The ability to meditate in any of the sitting postures is determined largely by the flexibility of your ankles, knees, and hips. In cases where sitting on the ground is too difficult or painful, using a chair can be a last resort. As with sitting on the ground, the back should be kept in an upright position with no slouching and no leaning against the back of the chair.
As highlighted above, sitting meditation is the most common posture adopted. Most of us are accustomed to sitting in a chair, so to sit on the ground in a cross-legged fashion for an extended period of time can be a challenge. Pins and needles are part and parcel of meditation practice in the beginning. Meditation cushions are blessings for us stiff-hips, improving our sitting posture and the level of comfort during meditation.
Breathing meditations are the most common methods of meditation. They are simple and easy to learn, and with no elaborate visualizations or mantras, they will suit a person of any religious background.
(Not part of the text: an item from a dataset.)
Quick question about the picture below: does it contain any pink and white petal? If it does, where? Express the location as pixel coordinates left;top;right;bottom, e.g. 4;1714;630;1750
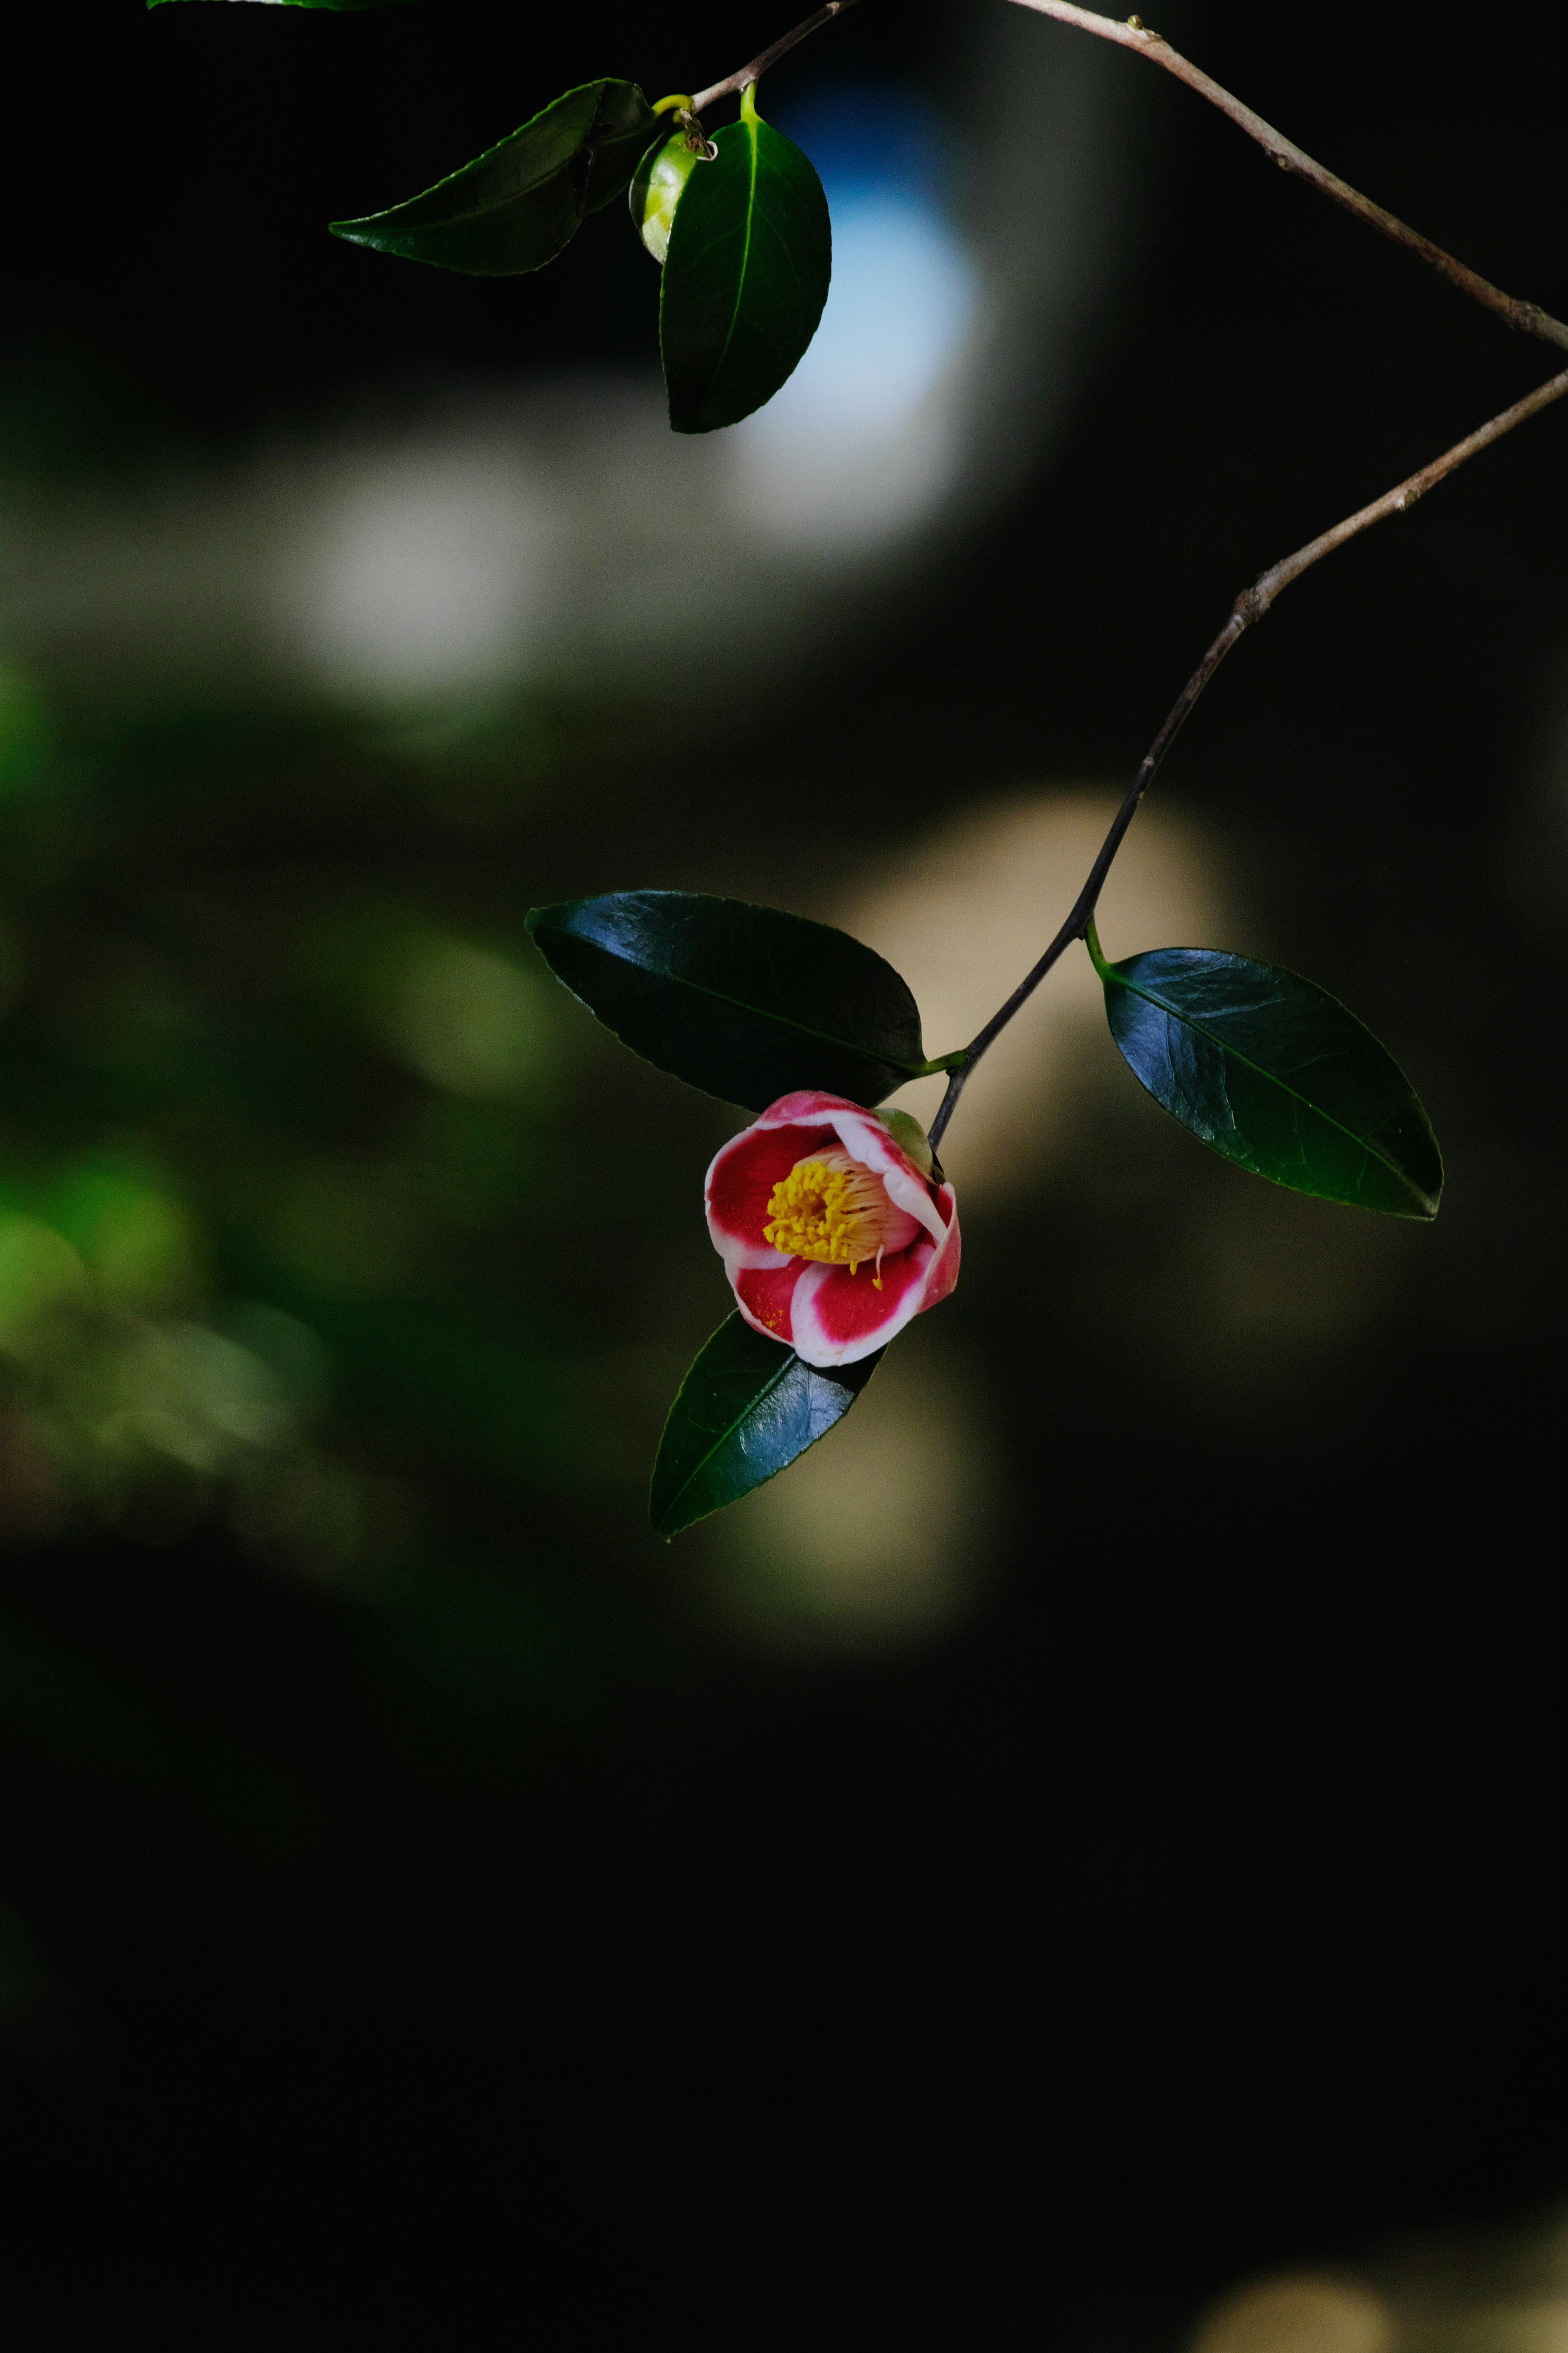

Set a timer for 10 minutes at the start and place it at a distance as the alarm can be jarring when you have settled into a calm state.
- Sit comfortably in a position of personal preference.
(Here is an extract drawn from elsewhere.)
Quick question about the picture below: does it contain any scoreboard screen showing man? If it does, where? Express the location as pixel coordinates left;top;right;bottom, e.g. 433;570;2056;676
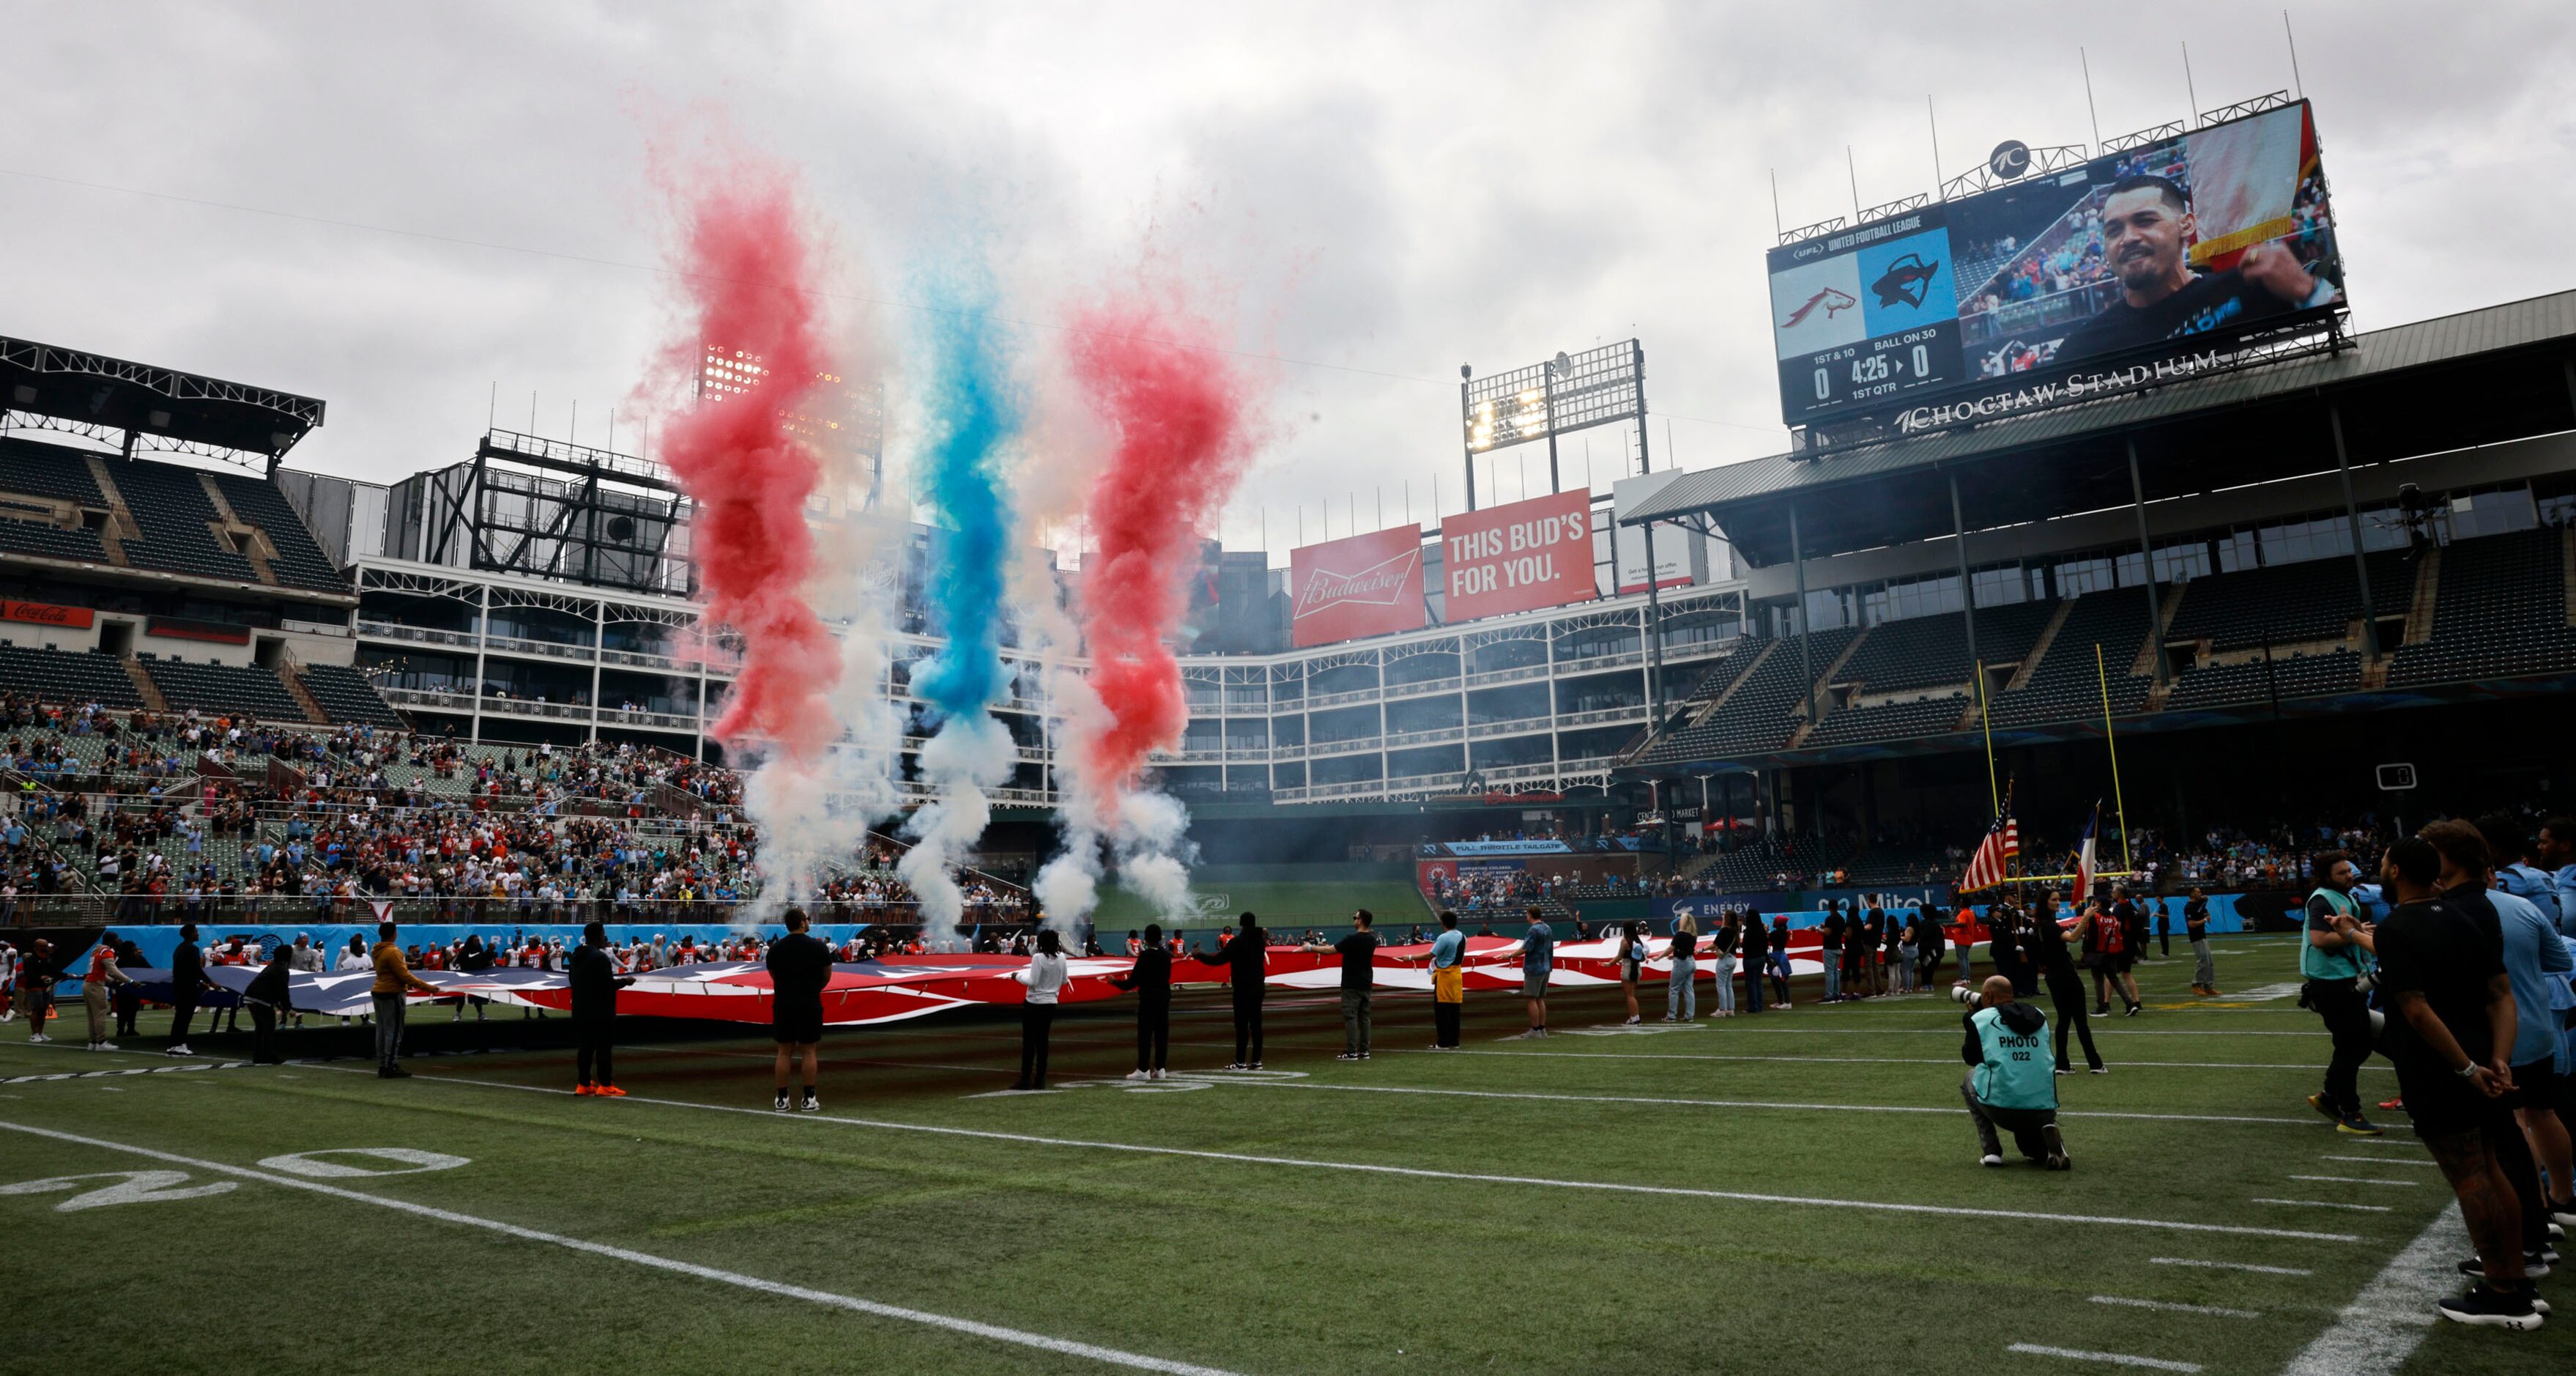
1766;100;2345;428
- Place your palms on your knees or facing upwards on each other on your lap
- Although it is easier to focus with eyes closed, there is a stronger tendency to fall asleep. So leave your eyes half-opened, settling your gaze at a point a few feet in front on you.
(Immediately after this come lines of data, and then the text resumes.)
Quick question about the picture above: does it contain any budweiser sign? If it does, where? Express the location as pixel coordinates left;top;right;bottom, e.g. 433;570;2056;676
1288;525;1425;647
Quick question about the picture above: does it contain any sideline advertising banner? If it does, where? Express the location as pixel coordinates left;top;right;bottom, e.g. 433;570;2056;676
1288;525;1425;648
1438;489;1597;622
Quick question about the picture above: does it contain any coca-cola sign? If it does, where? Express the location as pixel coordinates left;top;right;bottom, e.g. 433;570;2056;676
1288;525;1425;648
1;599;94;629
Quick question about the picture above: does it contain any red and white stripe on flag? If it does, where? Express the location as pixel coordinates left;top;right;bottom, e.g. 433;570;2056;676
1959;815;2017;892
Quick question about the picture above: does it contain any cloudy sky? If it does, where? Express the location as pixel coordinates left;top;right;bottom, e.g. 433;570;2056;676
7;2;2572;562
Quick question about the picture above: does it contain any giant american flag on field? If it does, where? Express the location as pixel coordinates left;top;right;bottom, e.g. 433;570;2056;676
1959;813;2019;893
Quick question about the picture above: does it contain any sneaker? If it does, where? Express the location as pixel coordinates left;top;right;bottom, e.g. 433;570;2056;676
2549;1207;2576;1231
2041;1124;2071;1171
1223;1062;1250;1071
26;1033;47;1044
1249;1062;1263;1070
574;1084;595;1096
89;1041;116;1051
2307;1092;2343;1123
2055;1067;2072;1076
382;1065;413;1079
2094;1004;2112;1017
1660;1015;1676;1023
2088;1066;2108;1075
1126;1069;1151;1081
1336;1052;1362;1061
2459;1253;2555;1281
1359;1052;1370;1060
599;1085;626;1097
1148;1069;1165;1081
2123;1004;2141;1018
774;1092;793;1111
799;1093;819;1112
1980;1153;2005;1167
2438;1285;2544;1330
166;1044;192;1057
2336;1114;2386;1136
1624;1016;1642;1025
- Regulate your breathing and remind yourself that you will be quiet during the duration of your meditation. Breathe only through your nose.
- Count your breaths. This can be done on each inhalation, exhalation or a complete inhale/exhale cycle. Count from 1 up to 10 and repeat cycle.
- Focus on your breathing, keeping your awareness on the tip of your nose.
- At first, your breathing may be rapid and shallow. As you relax and settle into a meditative state, your breathing slows down and deepens.
- Whenever your attention drifts away, gently direct it back to your breathing and focal point. The keyword is “gently”.
- And that’s it.
Your mind WILL wander. A lot. Do not despair or feel frustrated as this is the state of our minds. Gradually, as you practise, you will observe more clarity and distracting thoughts will occur less frequently. As you become more comfortable with your sitting, you may slowly increase the duration of your meditation. A daily 30- to 45-minute practice can do wonders but take care to not ramp up too quickly. As with all training, moderation is key.
Meditation can be performed alone or in a group. While meditation itself is a solitary act, there are benefits of group meditation. Just as how your Muay Thai gym mates can motivate you to train regularly, a meditation group can have the same effect. It doesn’t need to be a daily participation and you should continue to practise alone for most days. Meditation can be challenging, especially for beginners. So the power of a community can reinforce the desire to practice and provide valuable support to newcomers.
In most cities, there are many non-secular and some secular organizations that conduct group meditation practice on a regular basis. You can look up the internet for meditation meetups in your area.
Remember this: Meditation is not a sport. You are not competing against anyone, not even yourself. There is no record to break, no standard to achieve, no examinations, nothing. You don’t have to boast about it, blog about it, or instagram yourself meditating in a picturesque and tranquil location *roll eyes*. All is required is that you be there and do it on a daily basis. Or twice daily, if you can. The only objective is to practise diligently.
Your mind is the most powerful weapon. When you dedicate a little extra effort to mental training regularly, the benefits will extend beyond just your performance at Muay Thai, and into other aspects of your life.